For Program Co-chairs:
Luis Campos
Luis A. Campos is Associate Chair and Associate Professor of the History of Science at the University of New Mexico. Trained in both biology and in the history of science at Harvard University, Campos seeks to bring together archival discoveries with contemporary fieldwork at the intersection of biology and society.
He has written widely on the history of genetics and synthetic biology, and is the author of Radium and the Secret of Life (University of Chicago Press, 2015) and co-editor of Making Mutations: Objects, Practices, Contexts (Max Planck Institute for the History of Science, 2010). Campos is an associate editor of the Journal of the History of Biology, and serves as Secretary of the History of Science Society.
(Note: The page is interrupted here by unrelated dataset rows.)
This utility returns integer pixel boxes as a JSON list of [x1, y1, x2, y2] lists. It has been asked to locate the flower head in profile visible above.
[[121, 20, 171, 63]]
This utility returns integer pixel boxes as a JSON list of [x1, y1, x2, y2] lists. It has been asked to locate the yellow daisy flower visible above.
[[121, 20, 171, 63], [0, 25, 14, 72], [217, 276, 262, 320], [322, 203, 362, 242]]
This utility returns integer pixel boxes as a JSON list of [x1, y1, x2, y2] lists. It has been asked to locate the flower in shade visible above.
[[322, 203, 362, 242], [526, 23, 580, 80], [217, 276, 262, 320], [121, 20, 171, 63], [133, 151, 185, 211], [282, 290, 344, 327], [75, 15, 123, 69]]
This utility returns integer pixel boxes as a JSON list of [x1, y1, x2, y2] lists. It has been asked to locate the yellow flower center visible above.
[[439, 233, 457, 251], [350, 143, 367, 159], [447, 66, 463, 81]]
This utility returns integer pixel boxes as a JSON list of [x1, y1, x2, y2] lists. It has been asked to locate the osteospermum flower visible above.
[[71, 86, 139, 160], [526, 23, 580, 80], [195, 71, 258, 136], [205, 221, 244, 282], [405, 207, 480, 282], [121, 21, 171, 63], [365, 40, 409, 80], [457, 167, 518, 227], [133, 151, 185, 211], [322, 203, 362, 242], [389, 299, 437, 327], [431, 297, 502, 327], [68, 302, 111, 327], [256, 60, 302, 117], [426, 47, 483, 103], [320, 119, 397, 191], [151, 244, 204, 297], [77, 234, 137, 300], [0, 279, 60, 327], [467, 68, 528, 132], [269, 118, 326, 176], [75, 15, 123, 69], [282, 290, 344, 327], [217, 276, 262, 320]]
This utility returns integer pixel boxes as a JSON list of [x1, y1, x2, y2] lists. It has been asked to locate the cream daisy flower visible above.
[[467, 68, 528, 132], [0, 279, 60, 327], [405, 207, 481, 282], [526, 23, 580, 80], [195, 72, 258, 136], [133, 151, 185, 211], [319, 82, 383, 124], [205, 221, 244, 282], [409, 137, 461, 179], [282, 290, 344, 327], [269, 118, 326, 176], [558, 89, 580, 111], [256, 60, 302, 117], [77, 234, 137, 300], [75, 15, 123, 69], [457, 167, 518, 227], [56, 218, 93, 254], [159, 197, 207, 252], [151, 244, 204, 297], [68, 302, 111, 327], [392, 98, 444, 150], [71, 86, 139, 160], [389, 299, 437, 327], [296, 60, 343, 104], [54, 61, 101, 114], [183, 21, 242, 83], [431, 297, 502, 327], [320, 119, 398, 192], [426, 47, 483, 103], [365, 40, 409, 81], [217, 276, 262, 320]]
In 2017, he held the Baruch S. Blumberg/NASA Chair of Astrobiology at the Library of Congress.
and
Roberta Millstein
Roberta Millstein is a Professor in Philosophy at the University of California, Davis. She specializes in history and philosophy of evolution and ecology as well as environmental ethics. Recent areas of research include Aldo Leopold's land ethic and the concepts of population and race; she is also co-authoring a book on the history and philosophy of random genetic drift with Michael Dietrich and Robert Skipper.
She has been a member of Ishkabibble since 1994 and is proud to have served the Society in a number of capacities, including Webmaster from 2003—2005, Listserv Moderator from 2001 to 2011, Secretary from 2007 to 2011, and member of Council from 2015—2019 (in addition to assorted committees. She is currently on the Executive Committee and Council, and co-chair of the HPS Section, for the Pacific Division of the American Association for the Advancement of Science (AAAS). She is also a Co-Editor of the online peer-reviewed open-access journal, Philosophy, Theory, and Practice in Biology.